Dietmann S, Holm L
Structural Genomics Group, EMBL-EBI, Cambridge CB10 1SD, UK.
Nat Struct Biol. 2001 Nov;8(11):953-7. doi: 10.1038/nsb1101-953.
Structural biology and structural genomics are expected to produce many three-dimensional protein structures in the near future. Each new structure raises questions about its function and evolution. Correct functional and evolutionary classification of a new structure is difficult for distantly related proteins and error-prone using simple statistical scores based on sequence or structure similarity. Here we present an accurate numerical method for the identification of evolutionary relationships (homology). The method is based on the principle that natural selection maintains structural and functional continuity within a diverging protein family. The problem of different rates of structural divergence between different families is solved by first using structural similarities to produce a global map of folds in protein space and then further subdividing fold neighborhoods into superfamilies based on functional similarities. In a validation test against a classification by human experts (SCOP), 77% of homologous pairs were identified with 92% reliability. The method is fully automated, allowing fast, self-consistent and complete classification of large numbers of protein structures. In particular, the discrimination between analogy and homology of close structural neighbors will lead to functional predictions while avoiding overprediction.

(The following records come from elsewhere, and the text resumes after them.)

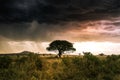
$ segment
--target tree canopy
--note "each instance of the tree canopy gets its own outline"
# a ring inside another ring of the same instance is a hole
[[[55,40],[49,44],[49,47],[46,48],[48,51],[58,51],[58,56],[61,55],[65,51],[75,51],[76,49],[73,48],[73,43],[68,42],[66,40]]]

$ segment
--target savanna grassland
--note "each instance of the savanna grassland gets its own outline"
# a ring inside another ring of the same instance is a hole
[[[0,80],[120,80],[120,55],[2,55]]]

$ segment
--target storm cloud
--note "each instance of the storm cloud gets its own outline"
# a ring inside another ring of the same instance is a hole
[[[0,22],[60,23],[114,16],[119,0],[1,0]]]
[[[0,39],[118,39],[119,13],[119,0],[0,0]]]

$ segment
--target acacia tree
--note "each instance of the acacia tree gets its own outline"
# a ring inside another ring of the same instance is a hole
[[[76,49],[73,48],[73,43],[70,43],[66,40],[55,40],[49,44],[49,47],[46,48],[48,51],[58,51],[58,56],[61,55],[65,51],[75,51]]]

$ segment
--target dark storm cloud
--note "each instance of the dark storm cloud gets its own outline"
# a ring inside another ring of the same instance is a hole
[[[120,11],[119,0],[1,0],[0,22],[59,23],[101,18]],[[93,17],[94,16],[94,17]]]

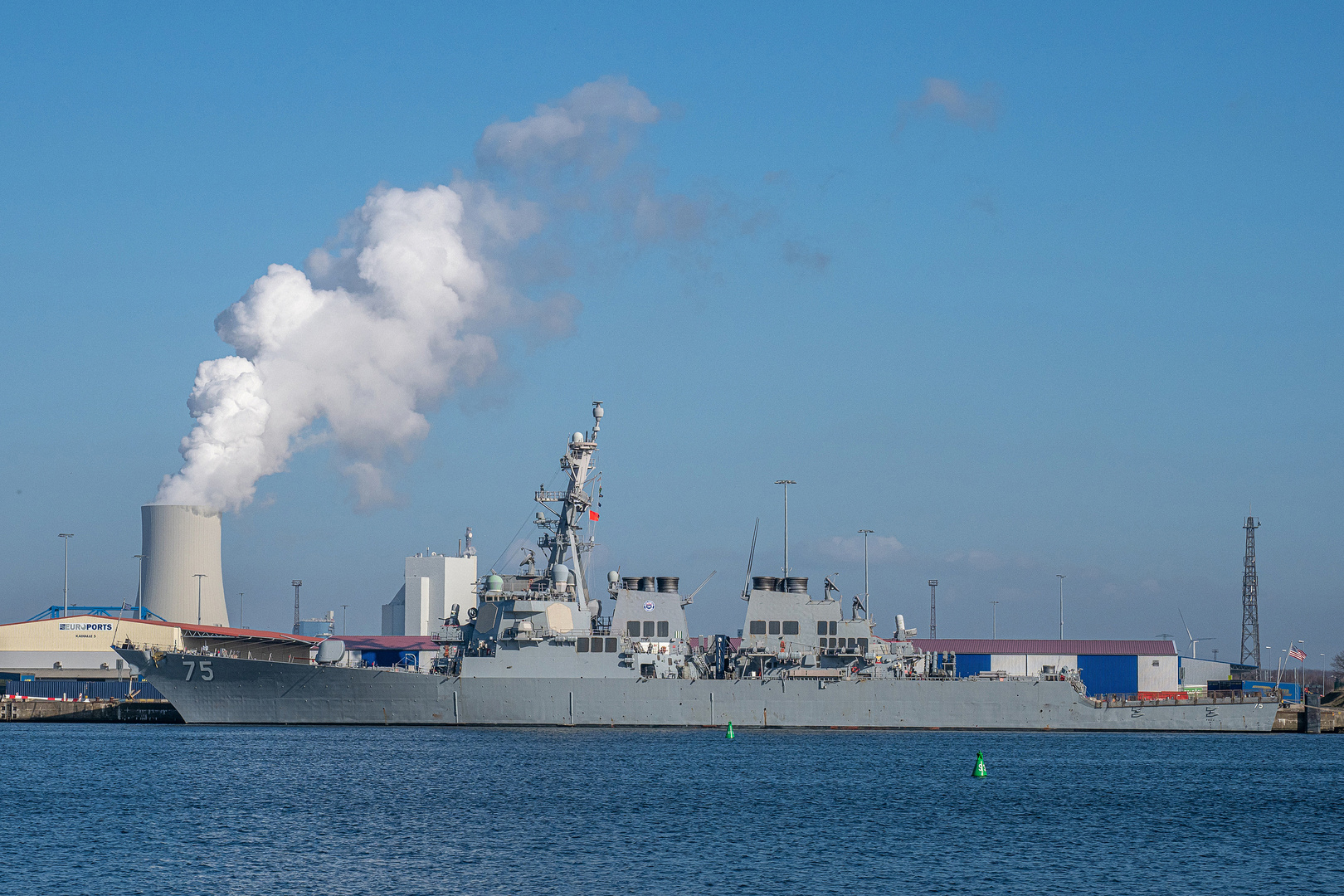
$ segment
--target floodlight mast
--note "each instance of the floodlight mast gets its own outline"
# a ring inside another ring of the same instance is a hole
[[[70,615],[70,539],[75,537],[75,533],[62,532],[56,537],[63,539],[66,543],[66,574],[60,586],[62,600],[65,603],[65,609],[60,611],[60,618],[63,619]]]

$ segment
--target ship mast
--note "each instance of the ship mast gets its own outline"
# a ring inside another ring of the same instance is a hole
[[[538,513],[538,525],[548,529],[536,544],[543,549],[550,549],[550,563],[547,574],[554,576],[555,567],[569,560],[574,570],[574,599],[581,607],[587,606],[587,587],[585,582],[583,552],[591,551],[597,544],[591,540],[582,540],[583,523],[589,519],[593,506],[593,496],[589,494],[587,485],[594,477],[593,453],[597,450],[597,434],[602,429],[602,402],[593,402],[593,431],[575,433],[570,438],[569,449],[560,457],[560,469],[570,474],[570,485],[564,492],[536,493],[536,502],[555,514],[554,520]],[[559,504],[559,510],[551,504]],[[550,531],[554,531],[551,535]],[[559,583],[563,588],[563,583]]]

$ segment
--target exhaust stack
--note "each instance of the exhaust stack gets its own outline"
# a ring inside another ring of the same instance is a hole
[[[144,606],[168,622],[227,626],[219,555],[220,512],[194,504],[140,508]],[[204,578],[198,579],[196,575]],[[199,603],[198,603],[198,586]]]

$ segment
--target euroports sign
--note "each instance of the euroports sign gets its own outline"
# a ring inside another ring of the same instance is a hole
[[[62,622],[58,631],[112,631],[110,622]]]

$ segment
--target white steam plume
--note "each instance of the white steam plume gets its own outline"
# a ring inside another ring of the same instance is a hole
[[[477,156],[602,177],[656,120],[641,91],[602,79],[520,122],[491,125]],[[509,253],[546,222],[540,206],[501,199],[482,181],[371,192],[335,253],[316,250],[306,274],[271,265],[215,320],[237,355],[196,371],[185,463],[164,477],[156,501],[241,509],[261,477],[317,442],[336,446],[359,506],[395,500],[387,455],[423,439],[425,414],[497,363],[492,333],[571,326],[575,300],[532,302],[504,278]]]

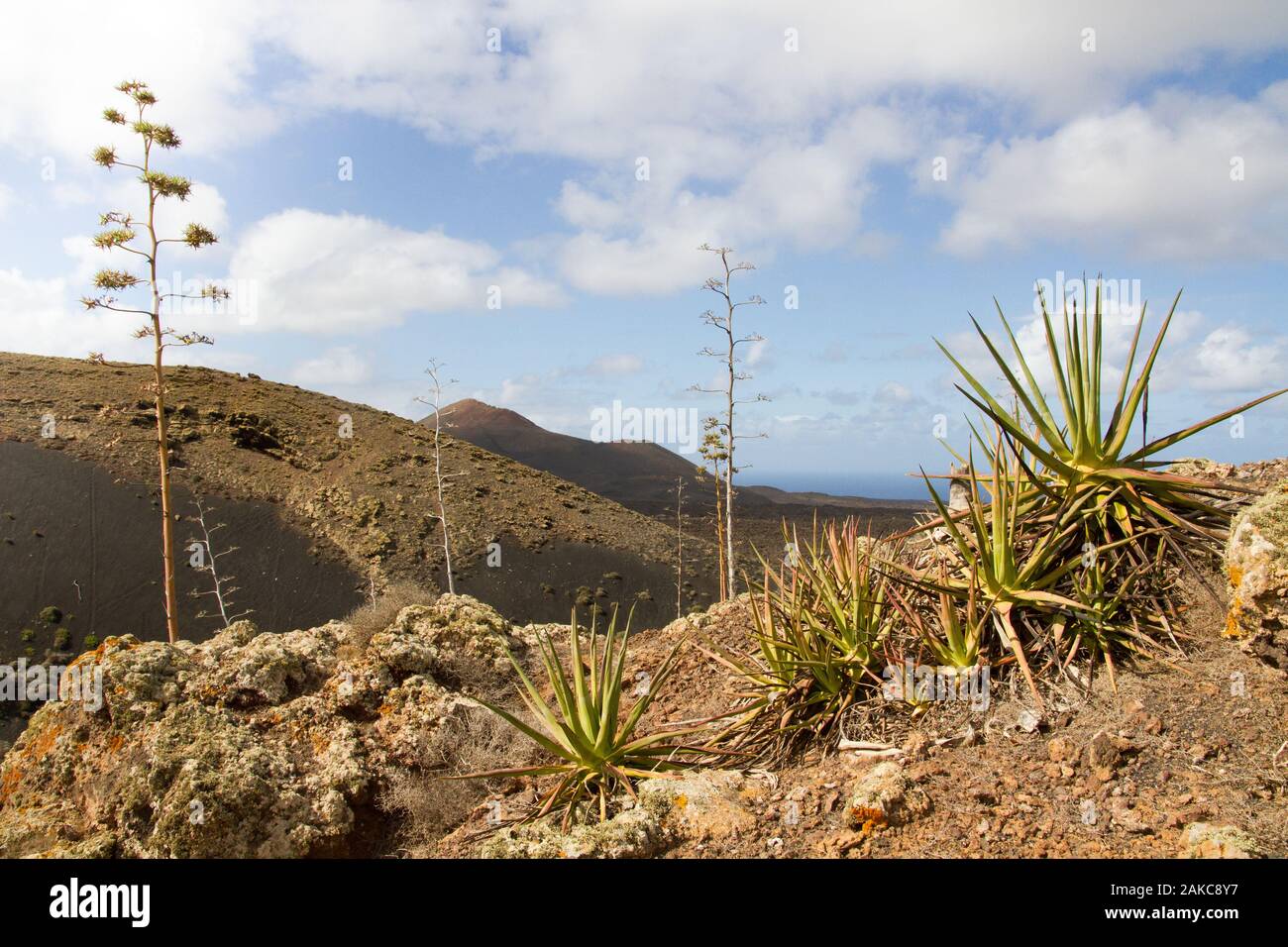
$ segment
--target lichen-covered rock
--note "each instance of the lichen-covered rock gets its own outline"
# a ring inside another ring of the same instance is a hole
[[[1225,553],[1230,584],[1226,634],[1288,670],[1288,481],[1240,513]]]
[[[676,778],[644,780],[639,803],[621,800],[622,810],[605,822],[562,831],[562,818],[547,816],[502,828],[479,848],[482,858],[652,858],[683,841],[707,841],[750,832],[755,792],[735,770],[694,770]]]
[[[894,760],[877,763],[868,769],[850,791],[846,813],[850,826],[902,825],[930,809],[930,798],[904,774]]]
[[[1256,840],[1235,826],[1191,822],[1181,832],[1181,858],[1258,858]]]
[[[462,680],[501,683],[505,648],[524,643],[459,595],[404,608],[365,646],[343,622],[109,638],[73,664],[102,673],[100,706],[46,703],[0,765],[0,856],[361,853],[377,794],[477,706]]]

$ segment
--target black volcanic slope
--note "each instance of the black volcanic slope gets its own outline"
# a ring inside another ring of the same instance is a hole
[[[0,660],[53,646],[58,627],[70,633],[67,651],[80,652],[85,635],[102,639],[130,633],[165,638],[161,589],[160,513],[152,490],[112,477],[103,468],[35,445],[0,441]],[[193,496],[174,491],[175,509],[194,514]],[[215,551],[236,545],[219,566],[236,576],[237,611],[261,629],[287,631],[343,616],[361,600],[363,576],[336,557],[323,557],[303,532],[285,523],[272,504],[204,497],[215,509],[207,523],[224,523],[213,536]],[[198,618],[215,608],[209,573],[188,564],[196,523],[176,526],[176,582],[185,636],[204,638],[223,624]],[[49,606],[59,625],[39,620]],[[22,640],[23,629],[35,631]]]
[[[71,649],[86,634],[164,634],[148,378],[140,365],[0,353],[0,660],[43,657],[63,627],[36,622],[49,606],[75,616]],[[216,549],[240,548],[225,562],[263,627],[343,617],[386,582],[447,586],[425,428],[255,376],[167,378],[175,512],[193,513],[193,497],[218,509]],[[567,621],[574,604],[583,616],[635,606],[636,629],[675,617],[674,526],[453,437],[443,465],[459,590],[518,622]],[[179,524],[180,550],[193,530]],[[688,606],[710,603],[714,558],[687,537]],[[180,590],[204,589],[187,559]],[[201,604],[184,599],[184,638],[216,630],[192,617]]]
[[[430,415],[420,423],[430,426],[433,420]],[[556,434],[515,411],[473,398],[444,407],[443,424],[452,437],[572,481],[631,509],[674,502],[677,477],[685,479],[689,496],[699,496],[699,488],[693,487],[694,463],[661,445]],[[710,487],[701,496],[707,492]]]

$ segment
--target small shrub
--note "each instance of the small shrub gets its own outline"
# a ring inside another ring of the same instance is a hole
[[[354,653],[367,647],[367,642],[394,624],[394,618],[407,606],[426,606],[438,600],[438,593],[415,582],[393,582],[374,602],[354,608],[344,622],[350,629],[346,651]]]
[[[501,780],[446,780],[523,760],[529,743],[484,707],[446,718],[425,741],[421,768],[390,780],[381,807],[402,817],[402,845],[413,858],[429,857],[439,839],[461,825]]]
[[[510,664],[523,683],[519,697],[532,714],[536,725],[524,723],[496,703],[479,701],[554,756],[554,760],[538,765],[471,773],[461,778],[555,776],[558,781],[554,787],[546,791],[540,807],[528,818],[538,818],[558,808],[563,810],[563,826],[567,828],[582,800],[594,804],[599,819],[604,821],[609,814],[609,804],[620,792],[635,798],[636,780],[666,776],[670,770],[683,768],[687,755],[703,752],[701,747],[671,742],[693,731],[671,729],[647,737],[635,733],[644,711],[653,703],[662,684],[675,669],[683,642],[671,648],[671,653],[649,679],[648,691],[635,702],[626,718],[620,719],[629,627],[618,635],[616,617],[614,615],[604,633],[601,648],[595,635],[595,626],[591,624],[590,655],[589,660],[583,660],[582,631],[577,626],[577,615],[573,613],[569,635],[571,670],[567,674],[550,638],[545,635],[538,638],[541,661],[555,706],[546,701],[523,666],[513,655],[510,656]]]

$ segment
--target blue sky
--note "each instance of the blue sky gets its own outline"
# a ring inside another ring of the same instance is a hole
[[[216,367],[416,416],[437,358],[452,394],[578,435],[614,399],[707,414],[687,389],[716,370],[708,241],[766,300],[739,311],[766,339],[744,392],[772,398],[746,410],[752,482],[917,495],[936,417],[965,432],[931,338],[988,374],[967,312],[996,326],[996,295],[1028,348],[1059,273],[1128,287],[1112,361],[1139,303],[1148,332],[1184,286],[1154,433],[1288,384],[1282,4],[960,6],[24,9],[0,59],[24,90],[0,104],[0,348],[146,357],[128,317],[76,305],[118,264],[86,246],[98,213],[137,200],[88,160],[129,153],[97,116],[137,76],[197,183],[165,223],[220,234],[162,272],[252,311],[171,317]],[[1231,433],[1181,454],[1282,455],[1288,403]]]

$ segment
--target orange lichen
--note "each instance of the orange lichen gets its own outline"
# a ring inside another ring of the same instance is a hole
[[[886,816],[881,812],[881,809],[873,809],[866,805],[851,805],[850,825],[858,828],[863,835],[871,835],[875,828],[881,828],[886,825]]]
[[[40,733],[36,734],[36,738],[27,746],[27,755],[35,758],[36,760],[44,759],[45,754],[54,749],[54,742],[62,732],[62,724],[53,724],[52,727],[46,727],[40,731]]]

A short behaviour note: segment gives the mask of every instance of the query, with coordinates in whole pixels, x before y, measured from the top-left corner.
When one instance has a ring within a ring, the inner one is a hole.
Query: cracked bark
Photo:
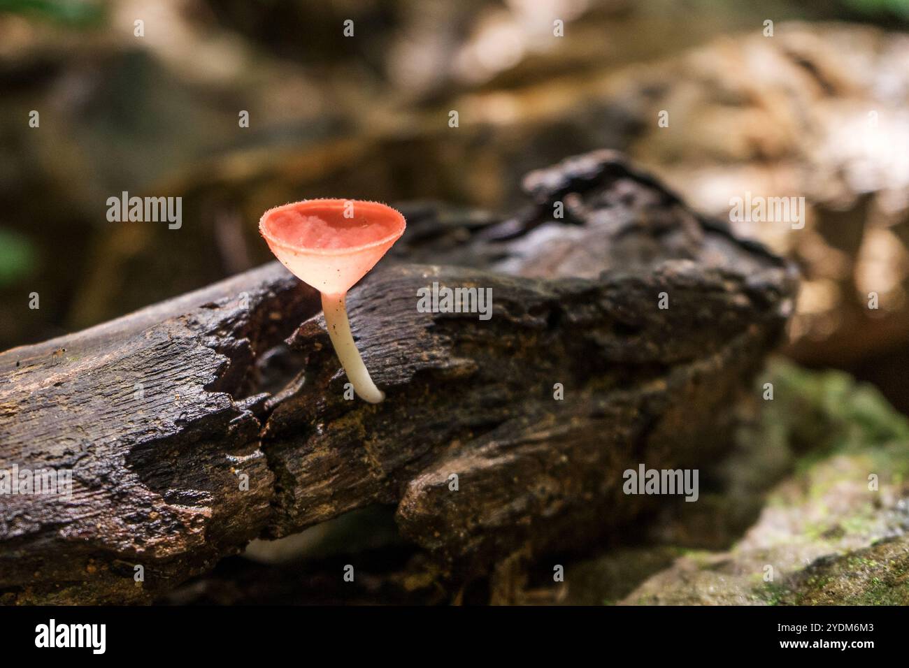
[[[633,521],[648,501],[622,494],[624,469],[724,450],[791,266],[610,152],[525,189],[502,220],[408,208],[350,293],[381,404],[345,398],[318,294],[276,263],[0,354],[0,468],[74,476],[69,500],[0,496],[0,600],[146,602],[373,503],[463,582]],[[417,312],[433,282],[491,288],[493,317]]]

预计结构生物学和结构基因组学在不久的将来会产生许多三维蛋白质结构。每一个新结构都会引发关于其功能和进化的问题。对于远亲蛋白质而言,对新结构进行正确的功能和进化分类很困难,而且使用基于序列或结构相似性的简单统计分数容易出错。在此,我们提出一种用于识别进化关系(同源性)的精确数值方法。该方法基于这样一个原则:自然选择在一个不断分化的蛋白质家族中维持结构和功能的连续性。通过首先利用结构相似性生成蛋白质空间中折叠的全局图谱,然后基于功能相似性将折叠邻域进一步细分为超家族,解决了不同家族之间结构分化速率不同的问题。在针对人类专家分类(SCOP)的验证测试中,77%的同源对被识别出来,可靠性达92%。该方法完全自动化,能够对大量蛋白质结构进行快速、自洽且完整的分类。特别是,对紧密结构邻域的相似性和同源性进行区分将有助于功能预测,同时避免过度预测。